I'm trying to use the systemd infrastructure to kill my memory leaking service when its memory usage reaches some value. The configuration file used is this:

[Unit]
Description="Start memory gobbler"
After=network.target
MemoryAccounting=true
MemoryHigh=1024K
MemoryMax=4096K

[Service]
ExecStart=/data/memgoble 8388600

systemd version is 237. However, no matter what I set in the MemoryMax the kernel would kill the process on its own terms, usually when its memory consumption reaches almost the entire physical RAM. I'm running this on an embedded system with no swap.

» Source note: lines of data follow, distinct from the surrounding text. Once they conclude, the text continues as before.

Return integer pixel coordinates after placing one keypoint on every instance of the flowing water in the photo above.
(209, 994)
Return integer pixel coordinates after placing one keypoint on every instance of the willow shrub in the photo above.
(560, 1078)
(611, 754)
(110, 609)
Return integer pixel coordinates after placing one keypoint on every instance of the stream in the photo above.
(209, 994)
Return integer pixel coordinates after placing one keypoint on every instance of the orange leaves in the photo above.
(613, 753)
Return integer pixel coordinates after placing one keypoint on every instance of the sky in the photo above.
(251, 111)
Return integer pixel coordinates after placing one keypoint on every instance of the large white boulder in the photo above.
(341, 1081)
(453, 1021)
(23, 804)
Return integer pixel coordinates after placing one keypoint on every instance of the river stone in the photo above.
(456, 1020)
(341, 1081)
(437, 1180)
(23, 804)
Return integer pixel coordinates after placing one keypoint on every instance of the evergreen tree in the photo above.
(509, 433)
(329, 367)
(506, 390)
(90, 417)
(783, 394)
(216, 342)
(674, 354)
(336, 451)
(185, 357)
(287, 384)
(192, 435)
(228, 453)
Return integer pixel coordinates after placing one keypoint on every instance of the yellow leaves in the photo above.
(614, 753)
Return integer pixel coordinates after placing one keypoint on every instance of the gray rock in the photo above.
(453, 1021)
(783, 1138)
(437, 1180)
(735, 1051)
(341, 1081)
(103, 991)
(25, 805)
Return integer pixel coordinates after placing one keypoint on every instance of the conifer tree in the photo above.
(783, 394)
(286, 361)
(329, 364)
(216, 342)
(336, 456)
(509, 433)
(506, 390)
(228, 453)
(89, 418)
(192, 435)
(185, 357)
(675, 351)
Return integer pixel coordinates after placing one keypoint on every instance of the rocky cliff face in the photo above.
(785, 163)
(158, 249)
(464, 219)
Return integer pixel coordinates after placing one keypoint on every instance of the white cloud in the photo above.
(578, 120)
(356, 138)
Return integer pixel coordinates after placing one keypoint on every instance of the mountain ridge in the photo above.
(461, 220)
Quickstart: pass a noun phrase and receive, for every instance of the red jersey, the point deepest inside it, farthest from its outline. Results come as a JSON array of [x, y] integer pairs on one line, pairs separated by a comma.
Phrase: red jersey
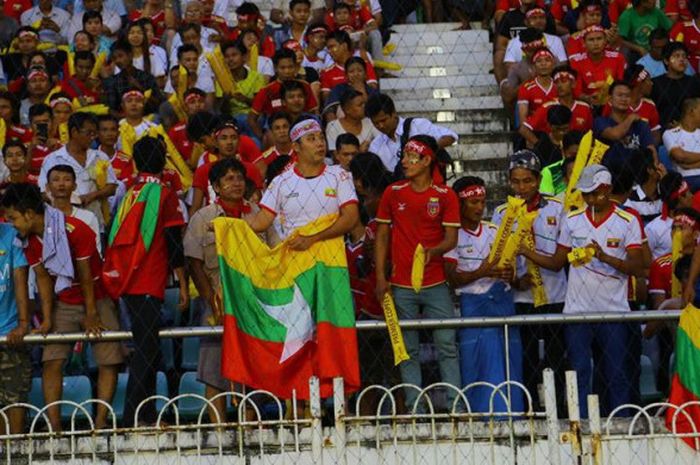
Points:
[[267, 48], [81, 241], [158, 21], [154, 276], [268, 100], [201, 178], [76, 89], [363, 276], [646, 110], [335, 75], [417, 218], [688, 33], [594, 76], [581, 117], [360, 17], [15, 8], [535, 95], [680, 8], [178, 134], [19, 132], [661, 275]]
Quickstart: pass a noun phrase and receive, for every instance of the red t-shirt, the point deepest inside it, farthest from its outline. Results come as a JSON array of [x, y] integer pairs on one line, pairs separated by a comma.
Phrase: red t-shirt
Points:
[[594, 75], [268, 100], [417, 217], [335, 75], [154, 278], [363, 281], [680, 8], [581, 117], [81, 241], [178, 134], [661, 276], [158, 21], [688, 33], [535, 95], [646, 110], [201, 178]]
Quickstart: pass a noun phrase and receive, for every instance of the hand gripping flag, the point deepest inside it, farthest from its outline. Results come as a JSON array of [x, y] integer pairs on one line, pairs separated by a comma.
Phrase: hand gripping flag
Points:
[[288, 315]]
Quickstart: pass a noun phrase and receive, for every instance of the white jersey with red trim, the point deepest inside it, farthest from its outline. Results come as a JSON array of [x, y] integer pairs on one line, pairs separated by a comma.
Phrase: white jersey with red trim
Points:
[[596, 286], [297, 201]]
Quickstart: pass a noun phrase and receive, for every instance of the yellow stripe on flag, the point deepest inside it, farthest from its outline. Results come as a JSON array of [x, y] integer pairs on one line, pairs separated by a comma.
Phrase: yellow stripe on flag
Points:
[[277, 268]]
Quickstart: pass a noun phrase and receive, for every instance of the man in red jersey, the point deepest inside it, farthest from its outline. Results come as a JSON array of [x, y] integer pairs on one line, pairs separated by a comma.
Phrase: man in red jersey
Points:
[[415, 212], [63, 253]]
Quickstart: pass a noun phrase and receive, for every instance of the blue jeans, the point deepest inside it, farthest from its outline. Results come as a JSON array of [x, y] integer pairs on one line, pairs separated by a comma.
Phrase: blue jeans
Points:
[[435, 302], [611, 342]]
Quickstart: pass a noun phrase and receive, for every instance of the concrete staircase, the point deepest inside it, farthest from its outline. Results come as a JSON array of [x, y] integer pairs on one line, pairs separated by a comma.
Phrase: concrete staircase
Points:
[[446, 78]]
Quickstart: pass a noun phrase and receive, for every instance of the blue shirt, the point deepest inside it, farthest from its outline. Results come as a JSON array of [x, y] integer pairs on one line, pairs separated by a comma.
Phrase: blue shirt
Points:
[[11, 257]]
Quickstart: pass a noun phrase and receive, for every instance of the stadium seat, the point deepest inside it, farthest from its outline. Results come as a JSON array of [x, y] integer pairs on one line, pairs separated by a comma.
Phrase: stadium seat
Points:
[[190, 353], [647, 381], [189, 384]]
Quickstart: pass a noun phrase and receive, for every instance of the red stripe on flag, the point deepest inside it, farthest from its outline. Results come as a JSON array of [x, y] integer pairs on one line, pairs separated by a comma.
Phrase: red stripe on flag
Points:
[[255, 362]]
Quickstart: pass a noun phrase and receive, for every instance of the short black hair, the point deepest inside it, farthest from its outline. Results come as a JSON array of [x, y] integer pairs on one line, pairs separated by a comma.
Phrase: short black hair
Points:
[[291, 86], [346, 138], [201, 124], [77, 120], [220, 168], [379, 103], [39, 109], [61, 169], [282, 54], [23, 197], [14, 143], [149, 155]]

Anyone sees an obvious error in the configuration? Perhaps there are some other settings that I'm missing.

ilya1725
  • 263
  • 1
    Have you considered using ulimit older simpler, and should work in this case. – ctrl-alt-delor Jun 11 '18 at 23:18
  • Unfortunately, I don't have a choice in this matter. systemd is the only option. Based on the man page the MemoryMax should work for a service. It just doesn't for some reason. – ilya1725 Jun 11 '18 at 23:25
  • you do have an option to consider it. It looks like you did. – ctrl-alt-delor Jun 12 '18 at 11:05
  • 5
    @ctrl-alt-delor ulimit doesn't work for memory restrictions. The last kernel to support it (RLIMIT_RSS) was 2.4.30, which is 12 years old. See https://unix.stackexchange.com/a/32375/4358 – phemmer Jun 12 '18 at 12:25
  • I also had the error: Unknown lvalue 'MemoryMax' in section 'Service' I have an older version of systemd and so I had to use MemoryLimit instead of MemoryMax. – Paddy Newman Nov 18 '19 at 14:24

1 Answers1

23

You have the config parameters in the wrong section.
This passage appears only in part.